Quantile Digest (q-digest)

Quantile Digest, or q-digest, is a tree-based stream summary algorithm that was proposed by Nisheeth Shrivastava, Subhash Suri et al. in 2004 in the context of monitoring distributed data from sensors.

from pdsa.rank.qdigest import QuantileDigest

qd = QuantileDigest(3, 5)
for i in range(100):
    qd.add(random.randrange(0, 8))
qd.compress()

qd.quantile_query(0.5)
qd.inverse_quantile_query(5)
qd.interval_query(2, 6)

Build a q-digest

Quantile Digest is designed to be built on integer numbers from a known range.

The range of the supported integers is defined by the number of bytes in thier maximal representation.
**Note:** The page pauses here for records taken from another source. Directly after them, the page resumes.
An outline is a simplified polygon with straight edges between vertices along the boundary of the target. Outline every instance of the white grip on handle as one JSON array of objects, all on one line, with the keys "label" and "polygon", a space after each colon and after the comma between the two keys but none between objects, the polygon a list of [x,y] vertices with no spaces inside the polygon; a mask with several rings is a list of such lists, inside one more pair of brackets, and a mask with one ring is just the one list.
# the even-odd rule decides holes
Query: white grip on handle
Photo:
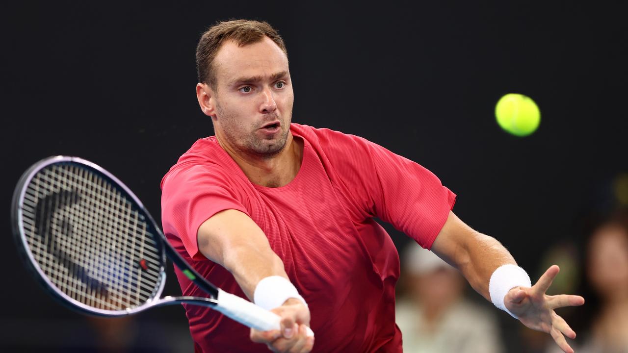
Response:
[{"label": "white grip on handle", "polygon": [[[220,288],[218,289],[217,299],[218,305],[214,307],[214,310],[217,310],[249,327],[260,331],[279,330],[281,328],[279,322],[281,318],[279,315],[248,300],[228,293]],[[307,330],[308,337],[314,335],[314,332],[310,328],[308,327]]]}]

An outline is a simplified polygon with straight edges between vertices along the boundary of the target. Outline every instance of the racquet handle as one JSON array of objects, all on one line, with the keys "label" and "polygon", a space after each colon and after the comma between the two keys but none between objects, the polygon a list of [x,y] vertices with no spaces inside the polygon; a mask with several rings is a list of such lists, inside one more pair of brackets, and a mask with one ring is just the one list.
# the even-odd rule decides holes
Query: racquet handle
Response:
[{"label": "racquet handle", "polygon": [[[249,327],[260,331],[281,329],[279,322],[281,318],[279,315],[237,295],[219,289],[217,301],[218,304],[214,307],[214,310]],[[314,336],[311,329],[307,327],[307,330],[308,337]]]}]

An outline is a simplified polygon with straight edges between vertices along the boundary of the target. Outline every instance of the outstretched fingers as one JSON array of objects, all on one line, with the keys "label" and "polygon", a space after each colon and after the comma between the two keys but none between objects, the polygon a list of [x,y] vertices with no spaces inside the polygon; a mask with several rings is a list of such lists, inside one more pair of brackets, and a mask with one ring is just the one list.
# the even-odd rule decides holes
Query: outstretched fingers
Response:
[{"label": "outstretched fingers", "polygon": [[552,326],[558,329],[565,335],[571,339],[576,338],[576,332],[571,329],[565,319],[556,313],[552,313]]},{"label": "outstretched fingers", "polygon": [[561,294],[549,298],[550,307],[552,309],[565,307],[579,307],[585,303],[585,298],[580,295]]},{"label": "outstretched fingers", "polygon": [[560,347],[560,349],[565,352],[565,353],[573,353],[573,349],[572,349],[569,345],[569,344],[567,343],[566,340],[565,340],[565,337],[563,336],[563,334],[561,334],[560,331],[559,331],[558,329],[556,327],[552,327],[550,330],[550,334],[551,335],[552,338],[554,339],[554,341],[556,342],[556,344],[558,345],[558,347]]},{"label": "outstretched fingers", "polygon": [[560,271],[560,268],[556,265],[552,265],[550,266],[550,268],[545,271],[545,273],[539,278],[537,281],[536,284],[533,286],[533,288],[537,295],[543,295],[547,291],[550,286],[551,285],[553,281],[554,281],[554,278],[556,278],[556,275],[558,274],[558,271]]}]

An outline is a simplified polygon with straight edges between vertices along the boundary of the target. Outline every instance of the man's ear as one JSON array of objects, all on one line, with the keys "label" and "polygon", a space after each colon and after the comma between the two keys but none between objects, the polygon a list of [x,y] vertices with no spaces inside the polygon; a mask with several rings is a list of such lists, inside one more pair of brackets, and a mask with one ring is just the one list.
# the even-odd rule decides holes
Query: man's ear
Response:
[{"label": "man's ear", "polygon": [[212,87],[207,84],[197,84],[197,99],[200,110],[207,116],[214,117],[216,114],[216,99]]}]

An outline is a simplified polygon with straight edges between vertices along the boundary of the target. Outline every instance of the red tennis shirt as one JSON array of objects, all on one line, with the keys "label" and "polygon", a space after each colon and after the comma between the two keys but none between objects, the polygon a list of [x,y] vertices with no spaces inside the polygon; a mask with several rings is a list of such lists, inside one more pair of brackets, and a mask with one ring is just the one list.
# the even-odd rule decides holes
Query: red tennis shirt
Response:
[{"label": "red tennis shirt", "polygon": [[[290,129],[303,140],[303,161],[278,188],[252,183],[215,137],[194,143],[161,182],[164,232],[210,282],[246,298],[197,244],[198,227],[217,212],[244,212],[309,305],[313,352],[401,352],[394,320],[399,255],[373,217],[429,249],[455,195],[428,170],[363,138],[298,124]],[[176,275],[184,295],[207,296]],[[185,307],[196,351],[268,351],[249,340],[247,327],[208,308]]]}]

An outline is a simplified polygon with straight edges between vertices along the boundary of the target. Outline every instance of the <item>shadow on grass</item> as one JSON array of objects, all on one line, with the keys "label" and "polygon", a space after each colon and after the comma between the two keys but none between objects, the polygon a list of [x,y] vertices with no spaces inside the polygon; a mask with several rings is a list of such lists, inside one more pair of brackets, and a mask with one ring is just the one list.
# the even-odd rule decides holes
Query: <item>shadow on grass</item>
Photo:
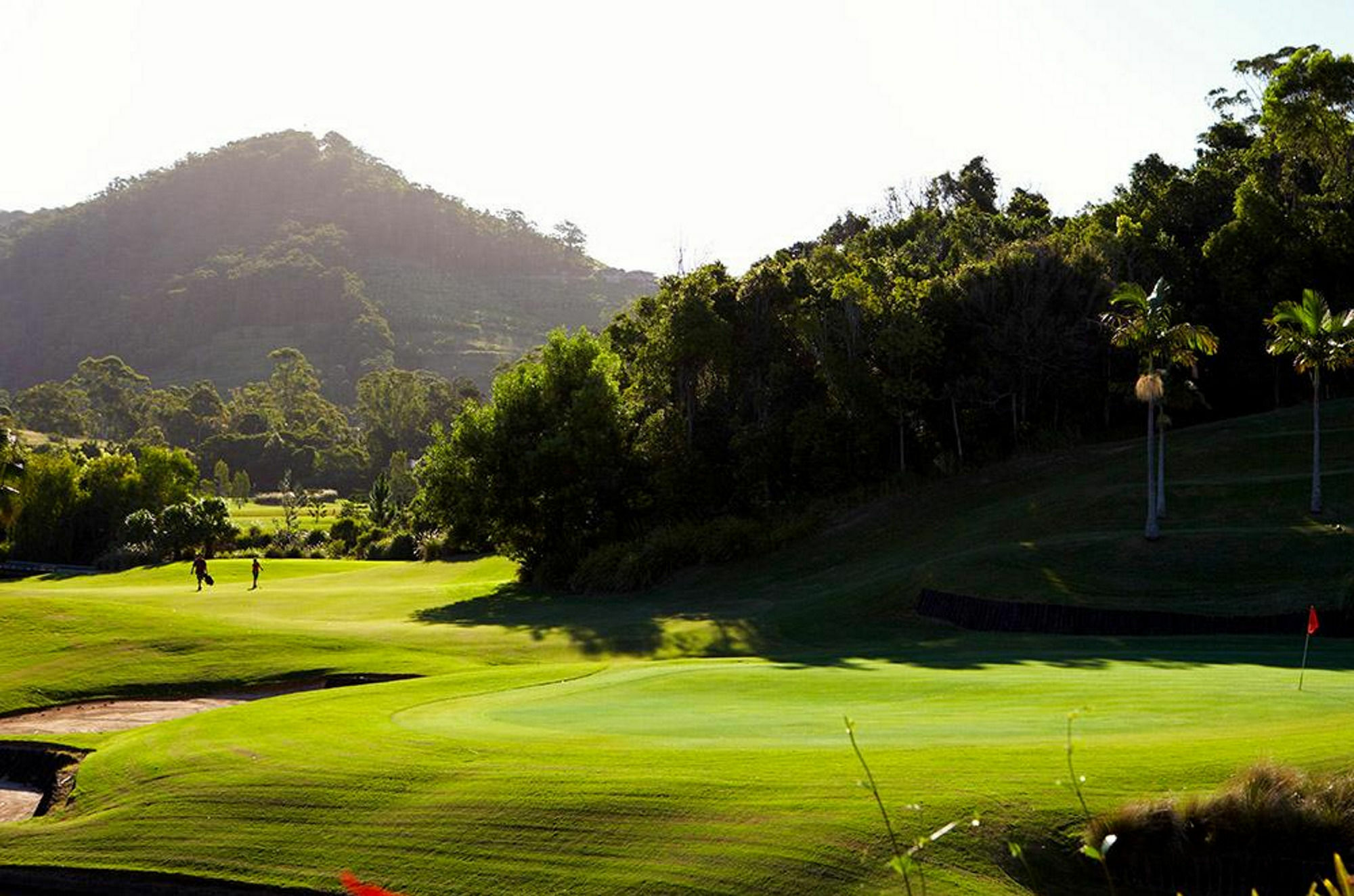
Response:
[{"label": "shadow on grass", "polygon": [[[418,610],[413,619],[439,625],[501,625],[542,640],[562,633],[586,656],[757,656],[783,669],[833,666],[868,671],[869,662],[976,670],[995,665],[1044,663],[1102,669],[1143,663],[1162,669],[1212,665],[1296,667],[1303,635],[1112,637],[968,632],[925,620],[906,606],[819,608],[781,613],[764,600],[693,601],[693,593],[563,594],[517,583],[456,604]],[[1308,669],[1354,667],[1354,643],[1313,639]]]}]

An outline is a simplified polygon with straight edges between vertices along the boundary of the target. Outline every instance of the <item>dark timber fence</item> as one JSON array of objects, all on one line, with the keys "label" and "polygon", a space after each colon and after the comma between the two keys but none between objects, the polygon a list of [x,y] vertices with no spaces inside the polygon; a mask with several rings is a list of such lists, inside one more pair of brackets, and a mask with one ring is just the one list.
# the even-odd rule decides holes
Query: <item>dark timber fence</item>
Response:
[{"label": "dark timber fence", "polygon": [[[1164,610],[1114,610],[1066,604],[995,601],[923,589],[917,613],[975,632],[1039,632],[1044,635],[1301,635],[1307,610],[1271,616],[1201,616]],[[1316,608],[1320,633],[1351,637],[1339,610]]]}]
Thus, for k-bytes integers, the range will be [0, 2^k - 1].

from pdsa.rank.qdigest import QuantileDigest

qd = QuantileDigest(3, 5)

Note

The ranges up to 32 bytes only are supported in the current implementation.

Add element into q-digest

qd.add(5)

Quantile Query

Given a fraction q from [0, 1], the quantile query is about to find the value whose rank in a sorted sequence of the n values is q * n.

qd.quantile_query(0.95)

Inverse Quantile Query

Given an element, the inverse quantile query is about to find its rank in sorted sequence of values.

qd.inverse_quantile_query(4)

Interval (range) Query

Given a value the interval (range) query is about to find the number of elements in the given range in the sequence of elements.

qd.interval_query(3, 6)

Merge q-digests

qd1.merge(qd2)

Warning

Only q-digets with same compression_factor and range are possible to merge correctly.

Length of the q-digest

Length of the q-digest is the number of buckets (nodes) included into the q-digest.

print(len(qd))

Size of the q-digest in bytes

print(qd.sizeof())

Warning

Since we can’t calculate exact size of a dict in Cython, this function return some estimation based an ideal size of keys, values of each bucket.

Count of elements in the q-digest

print(qd.count())

Warning

While we can’t say exactly which elements are in the q-digest, (because the compression is a lossy operation), it’s still possible to say how many in total elements were added.